Il consumatore percepisce la differenza del caffè Fairtrade da uno normale?

“Il consumatore percepisce se un prodotto è buono, indipendentemente dal fatto che quel caffè sia certificato Fairtrade.

Crediamo che la qualità vada in parallelo alla certificazione etica, non che siano sinonimi. Quello che si può dire però con certezza è che i piccoli produttori Fairtrade sono seguiti nel loro lavoro.

La certificazione permette loro programmi di riqualificazione e gli investimenti nell’organizzazione che li porta a lavorare di più e meglio.”

All’estero, UK e Nord soprattutto, il caffè Fairtrade è obbligatorio in molte catene e anche caffetterie private.

Perché non accade anche in Italia?

“Ci sono molte cose che in Italia non accadono ancora e cose che accadono in Italia e fuori no. Questa educazione al consumo che ci rende partecipi di uno sviluppo commerciale di altri paesi del Sud del Mondo da noi è arrivata più tardi ed è una sensibilità che si costruisce con il tempo.”

Cresceremo e diventeremo migliori anche in Italia

“Nel nostro piccolo oggi siamo riconosciuti per essere stati tra i primi a proporre caffè con il marchio Fairtrade e molti professori di scuole in visita al nostro stabilimento ci chiedono di parlarne anche agli studenti. Il cambiamento è sempre in atto.”

Secondo Fairtrade il caffè deve crescere ancora, «è una scommessa da vincere».

Lei che strategie potrebbe suggerire a Fairtrade Italia?

“Fairtrade ha fatto molto e sta facendo molto con pochi mezzi e molto impegno. Le persone che lavorano in Italia per Fairtrade sono persone capaci e impegnate.
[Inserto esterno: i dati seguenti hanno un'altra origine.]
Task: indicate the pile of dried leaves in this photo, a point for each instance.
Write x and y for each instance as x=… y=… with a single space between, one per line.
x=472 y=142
Suggerirei forse di entrare nelle scuole e creare ancor più momenti di propaganda aperti al pubblico. Si potrebbero divulgare maggiormente i documentari che Fairtrade realizza nei paesi di origine.

Sono racconti veri, molto belli e interessanti, che raccontano le storie dei coltivatori che sono rimasti nelle loro terre e non hanno abbandonato le terre ereditate dai genitori.

Storie di resistenza sostenute dall’aiuto di Fairtrade che ai produttori certificati garantiscono almeno il prezzo minimo per il loro caffè.

Per coprire i costi di produzione e proteggersi nei momenti in cui i prezzi di mercato vanno sotto un livello sostenibile. Un progetto che va condiviso, sempre più.”